I am determining whether there is a significant difference in fruit quality across five locations (orchards) in WA state. I am making the assessment for five cultivars. Five quality indicators (Tannin, pH, TA, SSC, and SG), representative of fruit quality, were measured and only once per location per cultivar. More specifically, ~50 fruit were pressed and juiced into one composite sample and from this sample the indicators each measured once. I have data for three years, measurements repeated annually from 2012-2014. As I am again, determining whether there is a significant difference in fruit quality across Locations for each Cultivar separately, I attempted running a one-way ANOVA using Fit Model: inputting the five quality indicators in the Y role, Cultivar in the By role, and a Full Factorial of Year and Location in the Effects. As I am unfortunately missing data for some of the locations for varying years, I received a lot of 'lost DFs' errors and in testing the assumption of normality, Residuals by Cultivar, I observed that most of the data was not normally distributed, even after log transformation.
Given that there is missing data and only one data point per indicator per location per cultivar per year, is the data set a lost cause to analyze/sample size and power too small for me to make any confident conclusions at all, no matter the modifications? If not, anyone have suggestions for the errors?
Thank you very much
ANOVA relies heavily upon the assumption of normality. However, all is not lost! You could probably use a non-parametric method such as Mood's Median to determine differences, if any.
Thank you very much for taking the time to comment on my post, it is much appreciated. I have one question about the Median test before I run it however, I believe the null hypothesis is that the medians of the populations from which two or more samples are drawn are identical. My issue with this, if it wasn't clear from my explanation or maybe if I misunderstand the test, is that I only have one sample per population, not two, three, etc... (in this case the one data point I have for each cultivar at one of the five locations each year represents a population). However, if you could consider the one measurement from each composite juice, a representative mix of apples from each respective location/orchard, as a mean or median measurement in itself, than I could see running the Median test. I hope I making some sense.
Thank you again
I would start with graph builder, look at your data so that you understand what you have, then move on to modeling if needed/appropriate. If your variability is greater across locations that within location (where within location is across years within a location) then you could perhaps use ANOM (analysis of means) to compare quality by location by cultivar where now you have 3 data points per location per cultivar (one per year). But again, I would start with graph builder to understand the relationships from location to location within and between cultivars and over time.
Thank you for the input, much appreciated. I will definitely work with the graph builder. Missing data for an already small sample size, 1 datapoint per, limits my freedom greatly.
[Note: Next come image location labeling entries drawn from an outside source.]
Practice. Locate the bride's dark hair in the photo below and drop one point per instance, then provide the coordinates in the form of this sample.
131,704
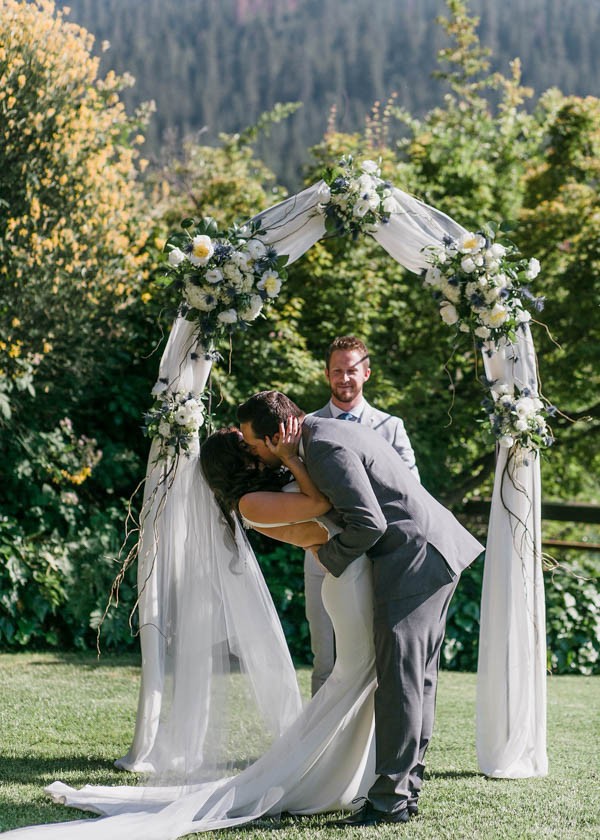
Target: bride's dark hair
231,470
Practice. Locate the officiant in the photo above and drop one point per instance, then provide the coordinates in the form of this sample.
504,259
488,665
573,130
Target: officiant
347,369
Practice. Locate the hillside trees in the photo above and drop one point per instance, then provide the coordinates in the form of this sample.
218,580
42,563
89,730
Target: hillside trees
72,269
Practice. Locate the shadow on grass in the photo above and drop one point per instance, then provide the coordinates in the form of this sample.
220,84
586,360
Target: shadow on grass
89,661
455,774
34,771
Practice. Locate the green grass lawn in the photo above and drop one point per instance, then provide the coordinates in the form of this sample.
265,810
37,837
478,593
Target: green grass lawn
68,716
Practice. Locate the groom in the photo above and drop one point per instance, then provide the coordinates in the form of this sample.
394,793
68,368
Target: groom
418,550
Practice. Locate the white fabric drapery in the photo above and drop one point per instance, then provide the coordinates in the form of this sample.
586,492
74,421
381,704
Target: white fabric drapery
511,669
203,606
511,675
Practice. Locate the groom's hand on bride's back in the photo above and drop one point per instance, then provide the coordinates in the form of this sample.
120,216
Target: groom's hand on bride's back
315,553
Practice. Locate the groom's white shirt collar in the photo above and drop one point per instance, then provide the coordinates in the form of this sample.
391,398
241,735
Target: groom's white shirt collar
356,411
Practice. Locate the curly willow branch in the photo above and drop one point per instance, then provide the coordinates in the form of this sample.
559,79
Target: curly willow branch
163,486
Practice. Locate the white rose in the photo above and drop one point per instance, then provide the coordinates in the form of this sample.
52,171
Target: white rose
470,243
228,316
491,294
365,184
448,313
270,282
502,387
373,200
247,284
199,298
232,272
433,276
176,257
361,208
164,428
253,310
202,250
182,416
241,259
370,166
324,194
496,316
496,250
522,316
256,248
215,275
533,269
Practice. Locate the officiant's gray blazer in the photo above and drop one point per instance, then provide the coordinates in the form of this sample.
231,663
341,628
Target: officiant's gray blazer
389,427
383,511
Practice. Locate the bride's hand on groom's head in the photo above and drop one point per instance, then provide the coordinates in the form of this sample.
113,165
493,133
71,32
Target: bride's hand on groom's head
285,443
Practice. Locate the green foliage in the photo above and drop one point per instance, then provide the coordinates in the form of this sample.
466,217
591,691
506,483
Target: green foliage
283,569
573,618
80,319
227,62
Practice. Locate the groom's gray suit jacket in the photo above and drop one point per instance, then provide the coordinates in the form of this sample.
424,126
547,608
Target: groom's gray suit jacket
383,511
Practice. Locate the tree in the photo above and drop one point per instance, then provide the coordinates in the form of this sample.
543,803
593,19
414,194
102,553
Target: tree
72,272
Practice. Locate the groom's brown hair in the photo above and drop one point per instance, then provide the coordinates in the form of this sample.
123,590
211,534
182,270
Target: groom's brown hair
266,410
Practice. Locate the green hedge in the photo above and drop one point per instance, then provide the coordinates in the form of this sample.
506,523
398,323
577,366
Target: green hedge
53,592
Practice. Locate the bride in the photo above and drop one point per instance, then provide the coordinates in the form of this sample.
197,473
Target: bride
326,758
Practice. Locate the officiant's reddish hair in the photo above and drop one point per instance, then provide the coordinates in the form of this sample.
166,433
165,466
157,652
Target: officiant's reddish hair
347,342
266,410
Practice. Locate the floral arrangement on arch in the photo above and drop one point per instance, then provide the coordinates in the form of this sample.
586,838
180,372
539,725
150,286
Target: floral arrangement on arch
225,279
356,200
517,416
481,285
174,420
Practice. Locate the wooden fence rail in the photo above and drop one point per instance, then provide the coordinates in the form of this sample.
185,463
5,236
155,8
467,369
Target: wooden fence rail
583,512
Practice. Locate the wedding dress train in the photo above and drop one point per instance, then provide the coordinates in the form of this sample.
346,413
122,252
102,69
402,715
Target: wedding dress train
323,761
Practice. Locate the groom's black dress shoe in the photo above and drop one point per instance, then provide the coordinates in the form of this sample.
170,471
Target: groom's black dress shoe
368,815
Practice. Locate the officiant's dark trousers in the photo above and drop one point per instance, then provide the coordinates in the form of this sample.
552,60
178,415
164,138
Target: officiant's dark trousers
409,633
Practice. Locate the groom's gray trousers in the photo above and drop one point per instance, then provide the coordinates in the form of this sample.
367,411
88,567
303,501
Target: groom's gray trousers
418,550
409,633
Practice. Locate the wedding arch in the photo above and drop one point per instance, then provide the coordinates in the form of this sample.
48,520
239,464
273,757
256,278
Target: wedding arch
226,280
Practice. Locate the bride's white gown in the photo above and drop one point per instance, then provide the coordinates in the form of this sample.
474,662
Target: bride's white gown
321,763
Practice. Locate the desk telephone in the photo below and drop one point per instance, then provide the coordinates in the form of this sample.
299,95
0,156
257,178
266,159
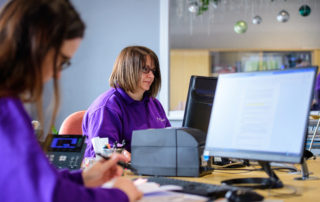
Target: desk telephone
65,151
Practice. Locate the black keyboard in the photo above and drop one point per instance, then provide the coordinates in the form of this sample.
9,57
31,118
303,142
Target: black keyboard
208,190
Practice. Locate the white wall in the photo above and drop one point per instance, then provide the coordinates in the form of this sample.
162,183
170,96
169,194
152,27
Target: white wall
111,26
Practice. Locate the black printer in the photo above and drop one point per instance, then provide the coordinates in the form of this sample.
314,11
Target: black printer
169,152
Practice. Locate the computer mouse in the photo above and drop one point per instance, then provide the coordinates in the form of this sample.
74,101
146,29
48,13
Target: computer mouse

We decided to compromise and count the years as replicates, so that we at least have a sample size of 3 rather than 1. Unfortunately, I still have the issue of the assumption of normality being rejected, even with any transformation. We will be conducting another year of data, so the sample size will increase while still small, but I was wondering if you had any other advice on what I could do for the normality if anything. Pasted below is some of my output. I worked with graph builder which was helpful, but my supervisor would like some ANOVA output for a report coming due, so I am in a bind.
Thank you again for all the help.
Travis, It seems that you are at a dead end. It appears that your data was not structured for meaningful analysis. You can torture the data (i.e., transformations, etc.) until it "confesses," but you still end up with a confession under duress, and you know what that means. ;-)
Until you are able to collect data under meaningful and structured conditions, all you have is "tribal knowledge" upon which to make conclusions.